Waking around 2 a.m., she realized her husband, Rich, still wasn't home from their Indianapolis Ford dealership. She raced to the store two miles away, crying, worried that he had suffered a heart attack. With no response from her husband and without keys to the dealership, Chris called the police.
They arrived to discover that Rich Burd, 43, had committed suicide by asphyxiation.
"It was a sucker punch," Chris Burd said.
A year later, Chris and her children are still recovering from that blow. But they're making progress. She has taken over the dealership, slashed costs and led the store back to profitability.
Chris also has become an advocate for mental health organizations, speaking out on suicide prevention in hopes that sharing her family's story may help others avoid a similar tragedy.
Before Rich's suicide, Chris knew he was stressed. Burd Ford, the dealership they had owned since 1999 and Rich's dream, had been losing money for 18 months. Their personal savings of $1.2 million had dwindled to nothing. The business was burdened with debt resulting from a December 2006 move to a new $8.2 million dealership in a better location -- just before the market began to weaken.
But Chris never imagined suicide was going through Rich's mind. They had shot a TV commercial the day before and brainstormed ways to shore up cash flow until the economy recovered.
"I really thought we were going to do this together," Chris, 41, said of her high school sweetheart and husband of 22 years.

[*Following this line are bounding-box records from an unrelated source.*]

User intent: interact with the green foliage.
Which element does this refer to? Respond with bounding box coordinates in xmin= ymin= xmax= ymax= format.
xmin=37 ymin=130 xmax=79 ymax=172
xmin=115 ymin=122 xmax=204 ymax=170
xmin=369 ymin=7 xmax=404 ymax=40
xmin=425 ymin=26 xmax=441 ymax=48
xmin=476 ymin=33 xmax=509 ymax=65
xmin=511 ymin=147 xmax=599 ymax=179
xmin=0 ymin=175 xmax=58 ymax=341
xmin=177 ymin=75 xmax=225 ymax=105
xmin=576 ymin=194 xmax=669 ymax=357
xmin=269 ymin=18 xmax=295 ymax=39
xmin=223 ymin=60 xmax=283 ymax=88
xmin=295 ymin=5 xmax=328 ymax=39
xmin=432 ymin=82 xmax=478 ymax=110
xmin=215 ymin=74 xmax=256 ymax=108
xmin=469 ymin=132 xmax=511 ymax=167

The pair met as children after Chris' mom, a teacher, had Rich in one of her classes. They married as soon as Chris graduated from high school. She was 18; Rich was 20. The first of their four children was born a few years later while Chris was still attending Butler University in Indianapolis.
Rich worked for a wholesale auto business and operated a used-car store, both owned by his father. Chris ran her own advertising agency. By 1999, the Burds had saved enough to buy the Ford store.